PEPFAR and US bilateral health agreements continue to evolve. This week, Think Global Health expanded its tracker of the US Administration’s bilateral health agreements, showing that 31 countries have now signed five-year agreements that increasingly shift financing and implementation responsibilities to national governments through co-investment and country ownership models. Andrew Green focuses on one country, South Sudan, in a Devex piece that looks at the country’s new three-year, $166 million MoU with the US, noting that while it preserves support for HIV and disease surveillance, funding may be insufficient to offset recent aid reductions and the country may struggle to meet its own financial commitments.
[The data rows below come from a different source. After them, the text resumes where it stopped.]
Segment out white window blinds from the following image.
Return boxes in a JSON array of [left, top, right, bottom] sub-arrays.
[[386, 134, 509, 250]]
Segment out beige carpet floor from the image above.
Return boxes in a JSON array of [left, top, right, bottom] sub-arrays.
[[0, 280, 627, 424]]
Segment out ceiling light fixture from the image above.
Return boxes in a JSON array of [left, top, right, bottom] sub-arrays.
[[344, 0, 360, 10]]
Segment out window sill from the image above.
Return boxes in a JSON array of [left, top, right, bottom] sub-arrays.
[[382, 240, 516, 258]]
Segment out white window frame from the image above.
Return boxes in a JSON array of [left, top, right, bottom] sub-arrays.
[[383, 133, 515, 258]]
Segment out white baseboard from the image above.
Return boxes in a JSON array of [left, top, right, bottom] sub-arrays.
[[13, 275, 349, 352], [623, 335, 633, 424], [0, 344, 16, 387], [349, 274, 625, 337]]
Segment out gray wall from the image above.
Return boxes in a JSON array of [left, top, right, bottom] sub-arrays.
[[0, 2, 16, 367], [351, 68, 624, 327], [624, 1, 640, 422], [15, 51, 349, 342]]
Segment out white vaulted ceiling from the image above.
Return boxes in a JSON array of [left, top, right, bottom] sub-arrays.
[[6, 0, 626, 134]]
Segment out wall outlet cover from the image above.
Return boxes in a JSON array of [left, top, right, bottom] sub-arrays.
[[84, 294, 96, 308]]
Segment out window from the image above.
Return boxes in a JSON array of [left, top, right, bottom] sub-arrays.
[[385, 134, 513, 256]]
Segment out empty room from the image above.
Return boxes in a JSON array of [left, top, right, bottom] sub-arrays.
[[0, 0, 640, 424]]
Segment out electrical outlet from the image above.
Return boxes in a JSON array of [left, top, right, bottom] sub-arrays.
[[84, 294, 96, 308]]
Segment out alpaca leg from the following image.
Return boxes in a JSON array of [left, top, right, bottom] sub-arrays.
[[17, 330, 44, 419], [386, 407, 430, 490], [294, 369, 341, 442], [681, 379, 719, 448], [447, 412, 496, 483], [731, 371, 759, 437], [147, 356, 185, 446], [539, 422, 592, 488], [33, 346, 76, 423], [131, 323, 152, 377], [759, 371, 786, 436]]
In a separate analysis, Jirair Ratevosian broke down what five reports from the US Department of State to Congress reveal about the Administration’s vision for global health. He writes, “Read together, these excerpts are overwhelmingly about the mechanics of transition: MOUs, implementation plans, co-investment, funding adjustments, corrective actions, benchmarks, workforce transfer, and reductions in US assistance. There is much less discussion of incidence, viral suppression, advanced disease management, prevention gaps, community systems, or epidemic control… It suggests they are no longer the organizing principle.”
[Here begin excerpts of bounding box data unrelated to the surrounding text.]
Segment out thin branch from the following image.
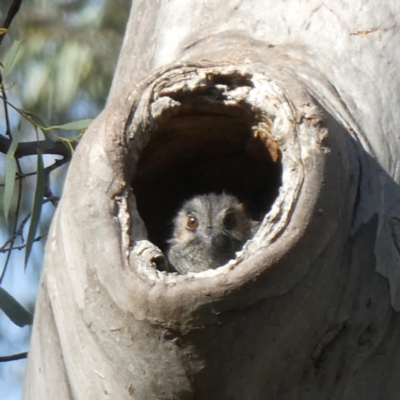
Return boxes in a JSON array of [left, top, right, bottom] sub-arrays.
[[0, 135, 76, 161], [0, 236, 44, 253], [0, 72, 22, 284], [0, 351, 28, 362], [0, 0, 22, 44]]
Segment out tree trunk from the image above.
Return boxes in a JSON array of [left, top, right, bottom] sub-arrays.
[[24, 0, 400, 400]]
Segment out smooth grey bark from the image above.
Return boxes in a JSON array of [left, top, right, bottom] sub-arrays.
[[24, 0, 400, 400]]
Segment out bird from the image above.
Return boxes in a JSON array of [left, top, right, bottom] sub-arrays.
[[166, 193, 255, 274]]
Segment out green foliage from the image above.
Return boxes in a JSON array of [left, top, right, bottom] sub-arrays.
[[0, 287, 33, 327], [4, 129, 21, 221], [0, 0, 131, 326]]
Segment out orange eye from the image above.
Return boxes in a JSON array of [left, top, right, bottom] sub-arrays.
[[222, 212, 236, 229], [186, 215, 199, 229]]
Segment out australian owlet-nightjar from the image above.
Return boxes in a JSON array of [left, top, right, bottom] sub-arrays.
[[167, 193, 254, 274]]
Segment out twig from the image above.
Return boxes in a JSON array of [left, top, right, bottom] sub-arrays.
[[0, 71, 22, 285], [0, 236, 44, 253], [0, 135, 76, 161]]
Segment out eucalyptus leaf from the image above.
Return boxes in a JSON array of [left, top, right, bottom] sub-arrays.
[[0, 287, 33, 327], [19, 109, 57, 147], [4, 129, 21, 221], [2, 40, 22, 79], [52, 119, 93, 131], [25, 148, 47, 268]]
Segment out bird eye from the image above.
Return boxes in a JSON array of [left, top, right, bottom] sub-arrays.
[[186, 215, 199, 229], [222, 212, 236, 229]]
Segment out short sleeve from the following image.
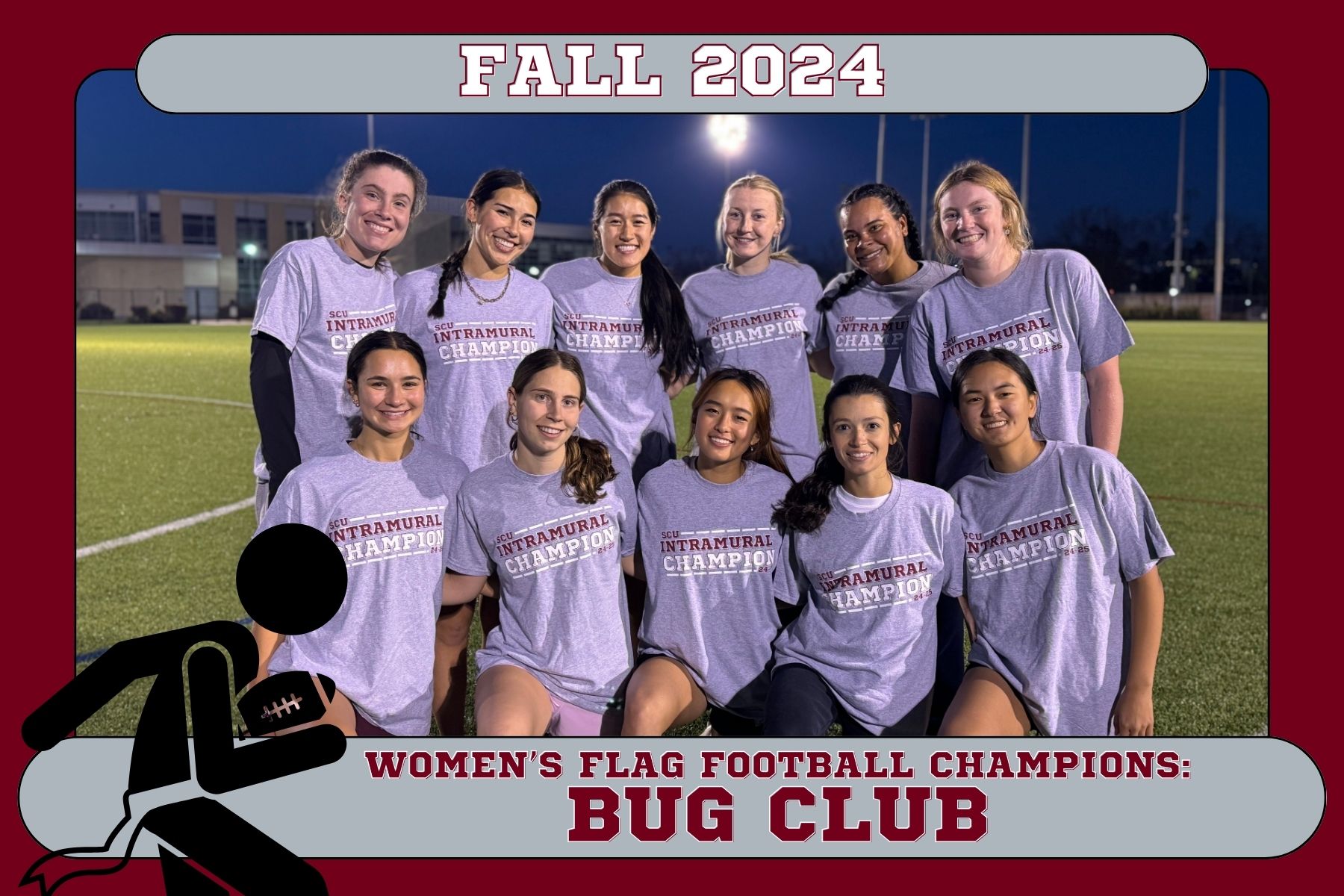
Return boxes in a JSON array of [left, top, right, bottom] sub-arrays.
[[941, 501, 966, 598], [393, 270, 420, 336], [1065, 252, 1134, 372], [808, 311, 830, 355], [444, 489, 494, 575], [773, 529, 800, 606], [1098, 458, 1175, 582], [608, 455, 640, 558], [536, 281, 559, 348], [252, 251, 312, 352], [894, 293, 945, 398], [801, 264, 830, 355]]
IMPLICATIONS: These pieces reflect a move toward implementation of the new global health agreements. As implementation continues, we’ll be watching whether the financing assumptions, implementation systems and country commitments that are the foundation of these agreements are sufficient enough to sustain HIV and broader health gains. As Ratevosian notes, “Every Administration has its own priorities. But organizing principles matter because they determine what leaders measure, what they reward, and ultimately what they protect. When transition becomes the primary frame, there is a risk that epidemic control becomes something assumed rather than something actively managed.”